How to Prepare Your Affairs In Case the Worst Happens

The coronavirus pandemic has brought a death toll in the millions from all around the world. The best way to protect people from contracting the illness remains distancing yourself from other people and staying indoors as much as possible. But people still need to go to work, especially if they’re frontline workers.

However, although the definition of frontline workers needs to be agreed upon by authorities, you may already be returning to your regular workplace. This is particularly hazardous. For example, even if your wellness resort adjusts to the pandemic, you still face an increased risk of contracting the illness and getting hospitalized.

Worse, you may have a preexisting condition and fall mortally ill. The mortality risk of the illness depends on largely on your age, but you never know how it can affect you and your capacity to earn. Although it is a very sensitive and grim topic, you need to learn how to set your affairs in order in case you are hospitalized for a prolonged time or in case the worst happens.

Here are five steps you can take to ensure your affairs won’t be a mess if you fall ill and that your loved ones are take care of.

  1. Locate all Personal Records

You need to set your affairs in order long before you put yourself at risk. Locate and collate all important personal records your family or loved ones may need to check you into a hospital or to access your finances. These will generally fall into three categories: personal information, financial data and medical information

Medical information includes your insurance policy and documents on the coverage of your health insurance. Your previous medical history will also be necessary to guide doctor’s treatments.

Your personal information includes all documents that will help your loved prove that you are who you say you are. Birth certificates, certificates of employment and marriage licenses belong in this category.

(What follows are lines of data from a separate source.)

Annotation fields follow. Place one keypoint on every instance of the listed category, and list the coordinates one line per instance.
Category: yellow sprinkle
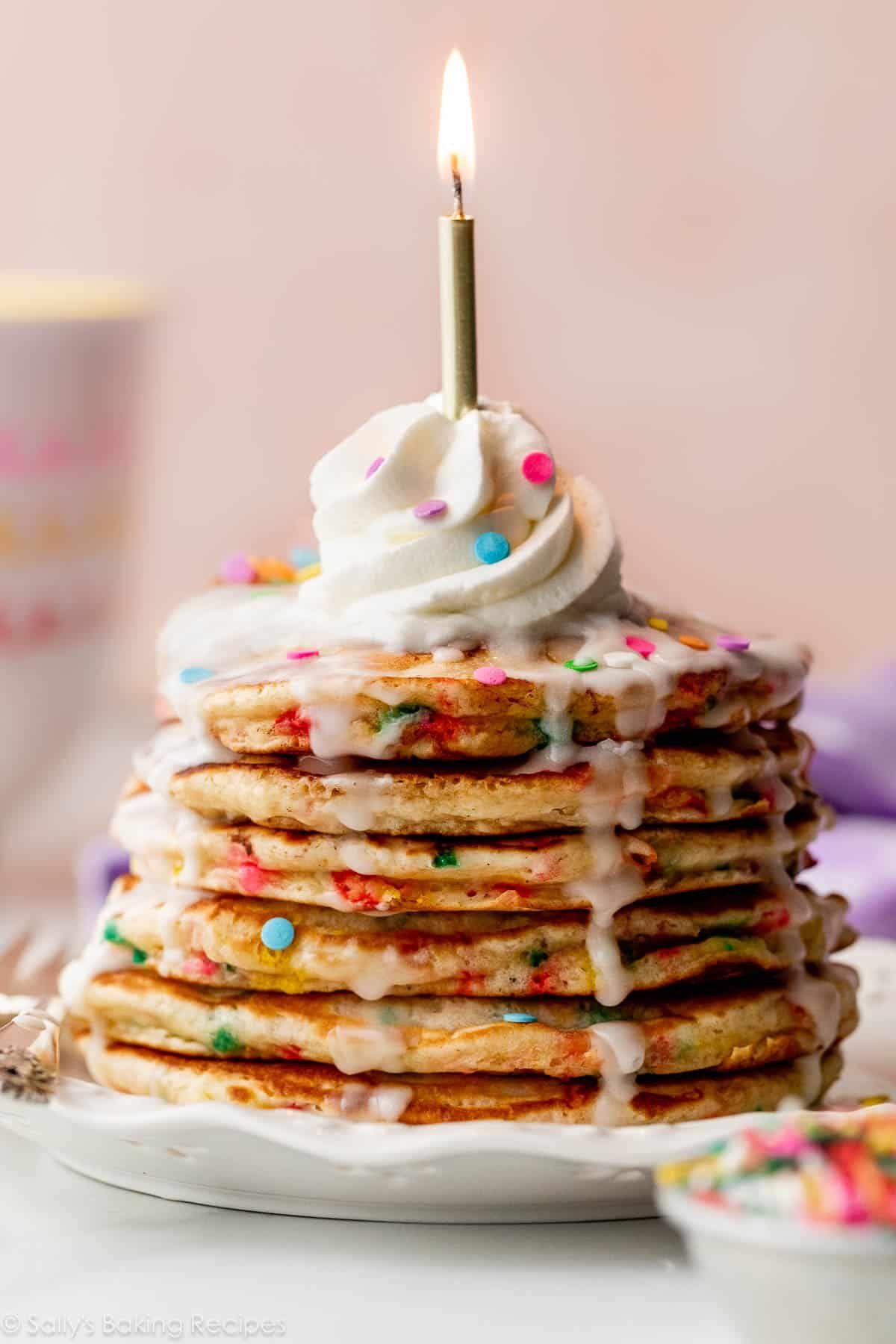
(269, 569)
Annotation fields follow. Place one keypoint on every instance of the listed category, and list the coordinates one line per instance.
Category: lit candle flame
(457, 147)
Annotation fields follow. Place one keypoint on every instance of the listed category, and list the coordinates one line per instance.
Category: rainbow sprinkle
(644, 647)
(279, 934)
(190, 675)
(491, 547)
(491, 676)
(302, 556)
(429, 508)
(538, 468)
(837, 1171)
(238, 569)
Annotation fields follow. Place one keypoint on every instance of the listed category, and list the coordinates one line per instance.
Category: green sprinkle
(543, 738)
(597, 1012)
(399, 712)
(225, 1043)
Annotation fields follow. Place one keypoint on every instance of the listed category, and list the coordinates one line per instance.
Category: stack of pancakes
(543, 885)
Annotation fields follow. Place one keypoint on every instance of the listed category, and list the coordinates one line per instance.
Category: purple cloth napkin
(853, 727)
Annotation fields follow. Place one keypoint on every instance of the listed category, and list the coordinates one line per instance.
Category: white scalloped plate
(482, 1172)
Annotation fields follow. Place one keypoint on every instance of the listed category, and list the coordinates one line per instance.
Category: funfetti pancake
(450, 826)
(709, 777)
(388, 874)
(435, 1098)
(746, 1027)
(245, 942)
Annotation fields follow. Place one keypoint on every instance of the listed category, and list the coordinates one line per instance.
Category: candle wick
(458, 188)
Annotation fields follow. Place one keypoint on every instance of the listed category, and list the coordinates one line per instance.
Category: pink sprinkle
(644, 647)
(538, 468)
(238, 569)
(199, 965)
(429, 508)
(252, 878)
(491, 676)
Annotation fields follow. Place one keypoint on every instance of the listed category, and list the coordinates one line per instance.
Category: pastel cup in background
(794, 1226)
(70, 362)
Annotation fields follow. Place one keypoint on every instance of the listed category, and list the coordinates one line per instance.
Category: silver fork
(30, 1021)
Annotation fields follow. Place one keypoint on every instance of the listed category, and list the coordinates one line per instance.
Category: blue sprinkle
(279, 933)
(191, 675)
(492, 547)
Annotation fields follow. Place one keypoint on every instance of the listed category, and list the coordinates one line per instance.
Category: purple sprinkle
(429, 508)
(732, 643)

Finally, you must collate your financial records. The passwords to your bank accounts, lists of assets like real estate property and investments should all be easily accessible by your family in case the worst happens.

  1. Create a Reference for Important Documents

Naturally, all your documents will be incredibly difficult to parse. This is why you need to make it easier for your loved ones to reference and find them. For example, you can sort out all your files into different clearly marked folders with tabs indicating the contents. You can print out a page identifying which document is which and where they can be found. This will make the process significantly easier if you do succumb to an illness.

  1. Prepare Advanced Directives

If you do catch the virus, you’re more likely to be incapacitated for a long period or even rendered uncommunicative. You may be too delirious to manage your healthcare and finances or unable to speak due to medical devices. This makes arranging advanced directives essential prior to the events. Advanced directives generally fall into two types. A living will instructs people on how you want to be cared or in your illness. The other type is assigning someone who will have durable power of attorney for health care. This designated person will be in charge of making medical decisions for you.

If you own a business or have a lot of enterprises, you may also want to assign someone with durable power of attorney, which will empower them to make decisions for you in any legal task should you be unable to make them on your own.

  1. Come Up with Financial Strategies

Whether you’re running your own business or simply working on the front lines, you and the important people in your life need to come up with financial strategies should you fall ill. This can include where you’re going to get the money to pay for your health care. Which assets are you all willing to part with to fund prolonged hospitalization? Should you sell the car first or take out a second mortgage on your house? Setting these protocols up long before they become necessary makes it less hard for your loved ones and reduces the stress from an already stressful situation.

  1. Contact a Legal Professional

Finally, it wouldn’t hurt to get the advice of a legal professional. Have a lawyer go over your affairs such as your will and check if everything is in order. This can help you spot any issue that could reduce legal entanglements if you’re unresponsive or worse in a hospital. Their help will also be necessary if you plan on changing your will.

Yes, it’s not pleasant to discuss what could happen when the worst happens. But bad things, like serious illness, can and regularly do happen, especially in these uncertain times. Not discussing the probability and how to handle such events helps no one. Learning how to set your affairs in order will give you and your loved ones some peace of mind in these troubled times.